[PATCH] arm64/signal: Don't assume that TIF_SVE means we saved SVE state

Dave Martin Dave.Martin at arm.com
Tue Jan 30 06:44:51 PST 2024


On Tue, Jan 30, 2024 at 02:09:34PM +0000, Mark Brown wrote:
> On Tue, Jan 30, 2024 at 11:51:07AM +0000, Will Deacon wrote:
> > On Fri, Jan 19, 2024 at 12:29:13PM +0000, Mark Brown wrote:
> 
> > > -	if (test_thread_flag(TIF_SVE))
> > > +	if (current->thread.fp_type == FP_STATE_SVE)
> > >  		sve_to_fpsimd(current);
> > >  }
> 
> > I don't think this hunk applies on -rc2 ^^.
> 
> Hrm, git seemed to figure out a rebase with no intervention - I've
> thrown it at my CI and will resend assuming no changes from the rest of
> the discussion.
> 
> > > -		if (add_all || test_thread_flag(TIF_SVE) ||
> > > +		if (add_all || current->thread.fp_type == FP_STATE_SVE ||
> > >  		    thread_sm_enabled(&current->thread)) {
> > >  			int vl = max(sve_max_vl(), sme_max_vl());
> 
> > I think this code is preemptible, so I'm struggling to understand what
> > happens if the fp_type changes under our feet as a result of a context
> > switch.
> 
> We are relying here on having forced a flush of the floating point
> register state prior to this code running, simple preemption won't
> change the state from what was already saved.  The same consideration
> also applies to the check for streaming mode here.
> 
> That said if this is preempted ptrace *could* come in and rewrite the
> data or at worst change the vector length (which could leave us with
> sve_state deallocated or a different size, possibly while we're in the
> middle of accessing it).  This could also happen with the existing check
> for TIF_SVE so I don't think there's anything new here - AFAICT this has
> always been an issue with the vector code, unless I'm missing some
> bigger thing which excludes ptrace.  I think any change that's needed
> there won't overlap with this one, I'm looking.

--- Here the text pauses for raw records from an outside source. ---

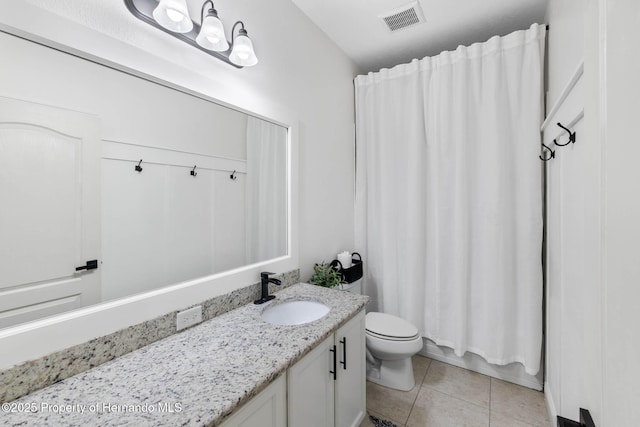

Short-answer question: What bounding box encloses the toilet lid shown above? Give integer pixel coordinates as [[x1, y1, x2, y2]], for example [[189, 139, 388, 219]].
[[365, 312, 418, 338]]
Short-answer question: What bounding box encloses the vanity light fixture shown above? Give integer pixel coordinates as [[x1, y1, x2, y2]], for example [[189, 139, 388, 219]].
[[124, 0, 258, 68]]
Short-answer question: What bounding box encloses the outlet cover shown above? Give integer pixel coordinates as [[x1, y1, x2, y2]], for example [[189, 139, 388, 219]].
[[176, 305, 202, 331]]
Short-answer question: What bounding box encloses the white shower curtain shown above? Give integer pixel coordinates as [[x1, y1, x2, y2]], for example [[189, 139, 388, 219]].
[[355, 25, 545, 375], [245, 117, 287, 263]]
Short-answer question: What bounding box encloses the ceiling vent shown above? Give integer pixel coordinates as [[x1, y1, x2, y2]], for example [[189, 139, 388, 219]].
[[380, 1, 425, 32]]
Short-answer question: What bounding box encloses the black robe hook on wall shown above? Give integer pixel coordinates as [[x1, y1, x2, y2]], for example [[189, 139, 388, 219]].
[[553, 123, 576, 147], [538, 143, 556, 162]]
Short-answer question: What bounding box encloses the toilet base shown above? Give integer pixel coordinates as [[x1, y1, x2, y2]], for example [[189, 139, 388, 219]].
[[367, 357, 416, 391]]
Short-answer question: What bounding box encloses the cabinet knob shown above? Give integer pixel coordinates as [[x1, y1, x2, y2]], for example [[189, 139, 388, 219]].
[[329, 344, 338, 381], [340, 337, 347, 370]]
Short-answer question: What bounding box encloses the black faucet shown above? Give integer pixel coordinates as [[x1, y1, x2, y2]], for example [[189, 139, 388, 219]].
[[253, 271, 282, 304]]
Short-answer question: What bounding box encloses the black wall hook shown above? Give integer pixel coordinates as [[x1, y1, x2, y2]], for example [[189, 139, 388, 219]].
[[553, 123, 576, 147], [538, 143, 556, 162]]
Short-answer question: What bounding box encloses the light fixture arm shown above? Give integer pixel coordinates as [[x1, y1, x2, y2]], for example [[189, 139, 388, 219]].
[[122, 0, 246, 68], [200, 0, 218, 25], [231, 21, 247, 44]]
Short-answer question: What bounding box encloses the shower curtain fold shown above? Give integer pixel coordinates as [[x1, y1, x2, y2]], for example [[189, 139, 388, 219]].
[[355, 25, 545, 375]]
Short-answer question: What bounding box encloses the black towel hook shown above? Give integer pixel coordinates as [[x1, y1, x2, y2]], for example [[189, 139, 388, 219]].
[[553, 123, 576, 147], [538, 142, 556, 162]]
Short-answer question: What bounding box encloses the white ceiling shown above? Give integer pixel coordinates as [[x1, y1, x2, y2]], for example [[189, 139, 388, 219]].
[[291, 0, 549, 72]]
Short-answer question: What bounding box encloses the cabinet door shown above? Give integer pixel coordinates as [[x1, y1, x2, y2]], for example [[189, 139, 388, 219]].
[[222, 375, 287, 427], [335, 310, 366, 427], [287, 335, 335, 427]]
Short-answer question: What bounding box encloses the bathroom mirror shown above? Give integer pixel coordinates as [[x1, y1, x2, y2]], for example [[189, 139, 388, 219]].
[[0, 32, 290, 328]]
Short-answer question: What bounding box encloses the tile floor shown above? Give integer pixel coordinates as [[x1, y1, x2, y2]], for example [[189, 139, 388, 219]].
[[360, 355, 551, 427]]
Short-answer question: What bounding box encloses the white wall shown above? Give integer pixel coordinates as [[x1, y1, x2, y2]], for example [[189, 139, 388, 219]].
[[599, 0, 640, 427], [543, 0, 602, 422], [545, 0, 640, 427], [0, 0, 356, 368]]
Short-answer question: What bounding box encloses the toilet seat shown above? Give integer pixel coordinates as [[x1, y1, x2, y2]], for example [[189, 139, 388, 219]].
[[365, 312, 420, 341]]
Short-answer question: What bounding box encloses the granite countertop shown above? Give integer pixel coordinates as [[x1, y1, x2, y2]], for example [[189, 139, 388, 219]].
[[0, 283, 369, 426]]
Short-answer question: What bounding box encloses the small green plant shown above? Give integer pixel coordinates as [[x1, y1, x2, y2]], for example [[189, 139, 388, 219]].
[[309, 262, 342, 288]]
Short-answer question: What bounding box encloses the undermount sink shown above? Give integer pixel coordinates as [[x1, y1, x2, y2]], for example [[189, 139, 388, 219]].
[[262, 301, 329, 325]]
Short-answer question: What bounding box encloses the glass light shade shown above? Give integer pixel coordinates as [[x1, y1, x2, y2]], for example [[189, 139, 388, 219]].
[[229, 34, 258, 67], [196, 14, 229, 52], [153, 0, 193, 33]]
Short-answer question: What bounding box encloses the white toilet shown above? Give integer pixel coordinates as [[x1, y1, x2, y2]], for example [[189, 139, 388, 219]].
[[343, 280, 422, 391], [365, 312, 422, 391]]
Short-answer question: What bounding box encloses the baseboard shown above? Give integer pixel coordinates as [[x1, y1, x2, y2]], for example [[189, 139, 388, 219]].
[[544, 382, 558, 427], [419, 338, 542, 391]]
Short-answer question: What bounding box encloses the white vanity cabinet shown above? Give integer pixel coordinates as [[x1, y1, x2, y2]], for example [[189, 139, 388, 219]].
[[222, 375, 287, 427], [222, 310, 366, 427], [287, 310, 366, 427]]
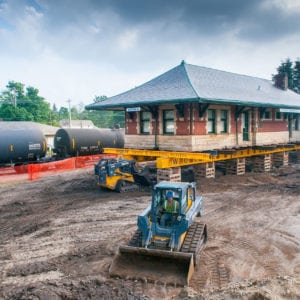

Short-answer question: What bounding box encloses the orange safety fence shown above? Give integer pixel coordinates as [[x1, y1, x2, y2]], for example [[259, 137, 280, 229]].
[[0, 154, 116, 184], [0, 165, 28, 184]]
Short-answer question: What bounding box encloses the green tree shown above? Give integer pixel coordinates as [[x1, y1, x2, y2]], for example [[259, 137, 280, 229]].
[[80, 95, 125, 128], [272, 58, 294, 89], [0, 81, 51, 124], [293, 58, 300, 94]]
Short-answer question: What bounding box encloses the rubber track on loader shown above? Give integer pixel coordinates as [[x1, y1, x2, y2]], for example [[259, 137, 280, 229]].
[[116, 180, 140, 193], [180, 222, 207, 265]]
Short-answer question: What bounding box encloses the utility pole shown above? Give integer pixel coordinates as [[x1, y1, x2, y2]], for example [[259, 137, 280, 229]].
[[67, 99, 72, 128]]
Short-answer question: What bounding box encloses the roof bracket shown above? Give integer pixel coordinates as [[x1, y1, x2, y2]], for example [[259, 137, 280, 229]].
[[199, 103, 209, 118], [175, 104, 184, 118], [235, 106, 246, 119]]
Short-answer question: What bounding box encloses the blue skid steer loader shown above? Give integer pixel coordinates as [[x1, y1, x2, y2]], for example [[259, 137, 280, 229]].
[[109, 181, 207, 286]]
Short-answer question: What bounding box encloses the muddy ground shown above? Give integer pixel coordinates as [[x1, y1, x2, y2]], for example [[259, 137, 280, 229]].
[[0, 165, 300, 299]]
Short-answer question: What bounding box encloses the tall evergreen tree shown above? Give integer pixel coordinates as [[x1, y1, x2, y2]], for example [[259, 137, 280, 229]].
[[293, 58, 300, 94]]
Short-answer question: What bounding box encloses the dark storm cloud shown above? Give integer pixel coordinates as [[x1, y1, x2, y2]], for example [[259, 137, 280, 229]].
[[40, 0, 300, 41]]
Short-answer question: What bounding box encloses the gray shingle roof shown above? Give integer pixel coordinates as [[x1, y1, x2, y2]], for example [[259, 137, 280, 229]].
[[86, 62, 300, 110]]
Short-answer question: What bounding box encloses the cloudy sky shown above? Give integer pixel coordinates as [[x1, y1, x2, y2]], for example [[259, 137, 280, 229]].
[[0, 0, 300, 107]]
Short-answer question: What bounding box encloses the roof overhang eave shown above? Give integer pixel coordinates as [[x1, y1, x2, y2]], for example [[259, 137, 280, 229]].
[[199, 98, 300, 109], [85, 98, 199, 110]]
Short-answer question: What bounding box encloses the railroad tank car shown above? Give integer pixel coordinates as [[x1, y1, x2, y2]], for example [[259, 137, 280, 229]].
[[0, 128, 47, 165], [54, 128, 125, 158]]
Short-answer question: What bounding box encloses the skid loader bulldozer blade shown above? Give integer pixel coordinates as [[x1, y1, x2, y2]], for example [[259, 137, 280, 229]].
[[109, 246, 194, 286]]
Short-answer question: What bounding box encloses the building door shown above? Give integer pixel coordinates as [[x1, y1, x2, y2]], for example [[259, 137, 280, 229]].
[[243, 111, 250, 141]]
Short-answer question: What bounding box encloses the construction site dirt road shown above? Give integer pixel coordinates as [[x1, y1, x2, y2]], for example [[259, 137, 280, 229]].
[[0, 165, 300, 299]]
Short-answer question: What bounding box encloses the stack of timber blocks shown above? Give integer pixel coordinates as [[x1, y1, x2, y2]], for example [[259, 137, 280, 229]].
[[289, 150, 300, 164], [273, 151, 289, 168], [157, 167, 181, 182], [225, 157, 246, 175], [194, 162, 216, 178], [252, 154, 272, 173], [289, 151, 300, 164]]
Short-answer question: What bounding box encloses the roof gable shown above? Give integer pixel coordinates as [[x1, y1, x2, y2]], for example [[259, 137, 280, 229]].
[[86, 62, 300, 110]]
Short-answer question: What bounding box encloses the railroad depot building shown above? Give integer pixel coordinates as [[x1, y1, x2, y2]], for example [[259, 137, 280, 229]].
[[86, 61, 300, 152]]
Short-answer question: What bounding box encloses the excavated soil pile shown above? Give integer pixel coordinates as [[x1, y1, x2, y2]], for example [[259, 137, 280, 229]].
[[0, 165, 300, 299]]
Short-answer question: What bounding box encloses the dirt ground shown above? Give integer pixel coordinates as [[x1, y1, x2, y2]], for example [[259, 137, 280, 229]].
[[0, 165, 300, 300]]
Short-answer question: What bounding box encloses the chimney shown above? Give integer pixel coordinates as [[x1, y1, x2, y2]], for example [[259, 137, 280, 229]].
[[275, 73, 289, 91]]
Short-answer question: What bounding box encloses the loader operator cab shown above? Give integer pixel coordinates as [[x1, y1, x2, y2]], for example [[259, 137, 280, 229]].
[[152, 183, 186, 227]]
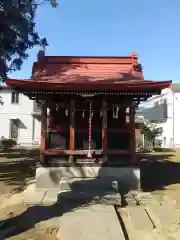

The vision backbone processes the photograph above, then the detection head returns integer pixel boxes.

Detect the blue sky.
[10,0,180,82]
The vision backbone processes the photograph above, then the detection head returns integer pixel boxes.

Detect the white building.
[141,84,180,148]
[0,85,41,146]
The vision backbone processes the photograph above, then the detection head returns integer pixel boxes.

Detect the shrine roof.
[6,79,172,93]
[32,51,143,83]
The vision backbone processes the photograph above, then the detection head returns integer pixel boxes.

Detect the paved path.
[57,205,125,240]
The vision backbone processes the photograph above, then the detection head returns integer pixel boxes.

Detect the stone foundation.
[36,166,140,191]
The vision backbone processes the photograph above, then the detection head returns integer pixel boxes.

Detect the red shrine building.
[6,51,171,190]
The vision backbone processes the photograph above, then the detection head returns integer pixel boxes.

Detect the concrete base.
[36,166,140,191]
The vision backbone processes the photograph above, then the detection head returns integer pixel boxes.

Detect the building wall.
[0,89,40,146]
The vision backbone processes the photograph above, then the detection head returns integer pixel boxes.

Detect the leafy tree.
[140,120,163,149]
[0,0,57,79]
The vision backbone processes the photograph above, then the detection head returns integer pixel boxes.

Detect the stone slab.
[36,166,140,190]
[57,205,125,240]
[41,190,59,205]
[148,204,179,226]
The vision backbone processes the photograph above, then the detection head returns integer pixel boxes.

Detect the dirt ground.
[0,149,56,240]
[0,149,180,240]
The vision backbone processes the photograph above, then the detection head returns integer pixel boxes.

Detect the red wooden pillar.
[129,102,136,163]
[40,100,47,165]
[69,100,75,155]
[102,100,107,161]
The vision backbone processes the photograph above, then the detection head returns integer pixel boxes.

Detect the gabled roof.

I'm pretty sure that terrible things will happen treewide if ptrace can
ever access or manipulate the internal state of a _running_ task.

I think the logic is that any ptrace call that can access or manipulate
the state of a task is gated on the task being ptrace-stopped.  Once we
have committed to deliveing a signal, we have obviously run past the
opportunity to stop (and hence be ptraced) on that signal.

Cases where a multiple signals are delivered before acutally reaching
userspace might want some thought.

I haven't tracked down the smokeproof gun in the code yet, though.


>From memory, I think that the above forced flush was there to protect
against the context switch code rather than ptrace, and guarantees that
any change that ctxsw _might_ spontaneously make to the task state has
already been done and dusted before we do the actual signal delivery.
This may be a red herring so far as ptrace hazards are concerned.